In their book, Designing Your Life: How to Build a Well-Lived, Joyful Life, Burnett and Evans suggest that the best way is to fail fast and fail forward. With that in mind, they suggest finding ways to try out aspects of the life or careers that you’re interested in so you can either cross them off or move them up the list of top possibilities—even if that means starting with baby steps.

For instance, if you are a scientist who thinks you’d really like marketing, consider if you can gain some experience in bite-size chunks to see if you like it before you jump into a full-on sales and marketing role straight from the bench. Could you be the social media marketing officer for a student club, volunteer to promote events for your department or get a small taste of that role in some other way first? If you are interested in a writing or editing career, could you write or edit a blog regularly or take on contract editing in small bits to see if you enjoy the process? If you aren’t certain you’re cut out for an industry position but are pretty sure you want a research-intensive career, could you do an industry postdoc, participate in an industry internship or simply visit a company site to see if you like the for-profit sector and industry atmosphere?

Experiential learning opportunities in career development for graduate and postdoctoral trainees are proliferating. Audra Van Wart and her colleagues have noted, “Experiential learning approaches can incorporate a vast spectrum of activities that provide hands-on experience and learning, both inside and outside a classroom setting … that are immersive or include an element of practicing or exercising a skill or set of skills.” They identify four categories of career and professional development experiential learning activities: job simulations, employer site visits, job shadowing and internships. Those different types of experiences can each give you a different perspective on what might be a good next move for you. Consider what level of knowledge you have to date in the area that interests you and what level of scaffolding (pre-knowledge, preparatory experiences or support) you might need to engage in a more immersive or intensive experience—one that would best advance you beyond the current phase of your career development.

After you’ve passed the reading-resources-about-a-possible-new-position stage, the talking-about-it-with-other-professionals stage and the exploring-job-ads stage, you may be plateauing and need a shove into the experiential learning world to accelerate your career exploration and progress. In fact, there are some fantastic experiential learning resources for graduate students and postdocs around career and professional development. An example is Intersect JobSims, which allows users to explore experiential learning activities developed by professionals in two dozen career fields, in collaboration with graduate career development professionals. Or, as a next step, consider attending a site visit program to gain an immersive experience of what that sector or company is like. If your institution doesn’t yet have a site visit program, consider helping to found one. Or check out the University of California, Berkeley’s Postdoc in Industry Exploration program, which you can read about in Nature, or the multi-institution ELITE Consortium, which organizes site visits.
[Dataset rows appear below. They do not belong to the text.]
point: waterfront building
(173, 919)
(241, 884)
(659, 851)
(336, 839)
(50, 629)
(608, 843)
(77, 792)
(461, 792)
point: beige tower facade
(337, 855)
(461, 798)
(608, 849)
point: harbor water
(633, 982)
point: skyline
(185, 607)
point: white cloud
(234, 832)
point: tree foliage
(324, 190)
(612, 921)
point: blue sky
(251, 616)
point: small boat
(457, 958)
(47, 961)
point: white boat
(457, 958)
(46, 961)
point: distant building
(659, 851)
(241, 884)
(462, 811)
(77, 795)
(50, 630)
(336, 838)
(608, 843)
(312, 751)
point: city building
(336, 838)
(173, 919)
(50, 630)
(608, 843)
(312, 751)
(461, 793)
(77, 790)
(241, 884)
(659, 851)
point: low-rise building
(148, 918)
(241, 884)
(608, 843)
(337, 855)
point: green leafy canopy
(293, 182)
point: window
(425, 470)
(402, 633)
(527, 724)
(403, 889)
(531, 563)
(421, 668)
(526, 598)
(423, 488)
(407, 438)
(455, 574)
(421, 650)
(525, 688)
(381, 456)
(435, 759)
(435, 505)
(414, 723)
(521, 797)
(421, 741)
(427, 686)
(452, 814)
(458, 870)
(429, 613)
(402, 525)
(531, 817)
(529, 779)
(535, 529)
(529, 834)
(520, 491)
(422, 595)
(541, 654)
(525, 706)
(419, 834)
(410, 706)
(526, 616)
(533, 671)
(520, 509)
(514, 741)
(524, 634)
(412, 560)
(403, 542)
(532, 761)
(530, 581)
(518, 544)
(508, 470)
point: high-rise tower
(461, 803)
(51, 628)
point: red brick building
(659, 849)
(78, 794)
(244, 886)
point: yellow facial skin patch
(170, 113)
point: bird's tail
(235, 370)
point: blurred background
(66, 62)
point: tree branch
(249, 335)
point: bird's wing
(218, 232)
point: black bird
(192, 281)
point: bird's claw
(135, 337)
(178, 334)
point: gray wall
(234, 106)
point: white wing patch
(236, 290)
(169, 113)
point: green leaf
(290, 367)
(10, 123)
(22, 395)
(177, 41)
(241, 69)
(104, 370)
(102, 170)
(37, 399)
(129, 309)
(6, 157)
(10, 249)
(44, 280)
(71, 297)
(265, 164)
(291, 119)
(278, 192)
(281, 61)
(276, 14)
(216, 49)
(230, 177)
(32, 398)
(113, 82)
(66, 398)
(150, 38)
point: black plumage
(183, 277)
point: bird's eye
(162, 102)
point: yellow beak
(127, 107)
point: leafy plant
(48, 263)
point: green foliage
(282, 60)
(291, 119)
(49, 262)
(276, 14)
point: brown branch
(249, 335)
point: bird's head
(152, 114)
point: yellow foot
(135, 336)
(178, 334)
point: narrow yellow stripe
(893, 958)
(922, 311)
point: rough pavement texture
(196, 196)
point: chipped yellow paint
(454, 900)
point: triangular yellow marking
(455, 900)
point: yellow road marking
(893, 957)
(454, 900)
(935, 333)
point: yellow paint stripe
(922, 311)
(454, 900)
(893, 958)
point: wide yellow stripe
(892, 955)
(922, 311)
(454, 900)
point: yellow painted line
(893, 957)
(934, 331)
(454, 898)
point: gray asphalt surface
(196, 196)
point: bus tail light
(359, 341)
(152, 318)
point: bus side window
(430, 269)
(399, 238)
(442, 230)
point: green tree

As a capstone experience, you may even elect to search out opportunities to participate in an internship in the sector or career area of your choice. In fact, Patrick D. Brandt and colleagues recently found that participating even in high-dose professional development experiences like internships is not associated with loss of efficiency or productivity in your research and scholarship.

As we roll into a new year ahead, this is a great time to take stock of your own career journey and where you are positioned along the experiential spectrum. What’s a next phase in the coming year that you might be able to turn into an experiential learning opportunity? Start brainstorming possible connections, programs and timelines to plan your own experiential learning adventure now. The message is clear: experiential learning is worth the time to invest in prototyping your future. What are you waiting for?